We inhabit a world suspended halfway between heaven and hell, alienated from one and not yet abandoned to the other. By nature we are unholy and by practice unrighteous. That we are also unhappy, I repeat, is of small consequence. Our first and imperative duty is to escape the corruption which is in the world as Lot escaped the moral ruin of Sodom. It is of overwhelming importance to us that we should seek the favor of God while it is possible to find it and that we should bring ourselves under the plenary authority of Jesus Christ in complete and voluntary obedience. To do this is to invite trouble from a hostile world and to incur such unhappiness as may naturally follow.

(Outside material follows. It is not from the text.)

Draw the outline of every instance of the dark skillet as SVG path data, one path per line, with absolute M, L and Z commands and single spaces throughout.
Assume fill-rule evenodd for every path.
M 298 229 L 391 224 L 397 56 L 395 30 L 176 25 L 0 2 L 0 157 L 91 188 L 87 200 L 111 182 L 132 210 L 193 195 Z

Add to this the temptations of the devil and a lifelong struggle with the flesh and it will be obvious that we will need to defer most of our enjoyments to a more appropriate time.
Against this background of fact our childish desire to be happy is seen to be a morally ugly thing, wholly foreign to the Spirit of the Man of Sorrows and contrary to the teaching and practice of His apostles.
Any appeal to the public in the name of Christ that rises no higher than an invitation to tranquillity must be recognized as mere humanism with a few words of Jesus thrown in to make it appear Christian. But only that is truly Christian which accords with the spirit and teachings of Christ. Everything else is unChristian or anti-Christian, no matter whence it emanates.
Strange, is it not, that we dare without shame to alter, to modulate the words of Christ while speaking for Christ to the very ones for whom He died?
Christ calls men to carry a cross; we call them to have fun in His name. He calls them to forsake the world; we assure them that if they but accept Jesus the world is their oyster. He calls them to suffer; we call them to enjoy all the bourgeois comforts modem civilization affords. He calls them to self-abnegation and death; we call them to spread themselves like green bay trees or perchance even to become stars in a pitiful fifth-rate religious zodiac. He calls them to holiness; we call them to a cheap and tawdry happiness that would have been rejected with scorn by the least of the Stoic philosophers.
In a world like this, with conditions being what they are, what should a serious-minded Christian do? The answer is easy to give but hard to follow.
First, accept the truth concerning yourself. You do not go to a doctor to seek consolation but to find out what is wrong and what to do about it. Seek the kingdom of God and His righteousness. Seek through Jesus Christ a right relation to God and then insist upon maintaining a right relationship to your fellow man. Set about reverently to amend your doings. Magnify God, mortify the flesh, simplify your life. Take up your cross and learn of Jesus Christ to die to this world that He may raise you up in due time.
If you will do these things in faith and love, you will know peace, but it will be the peace of God that passes all understanding. You will know joy, but it will be the joy of resurrection, not the irresponsible happiness of men who insist on carnal enjoyments. You will know the comfort of the indwelling Spirit which will often spring up like a well of water in the desert, not because you have sought it but have sought rather to do the will of God at any price.
We can afford to suffer now; we’ll have a long eternity to enjoy ourselves. And our enjoyment will be valid and pure, for it will come in the right way at the right time.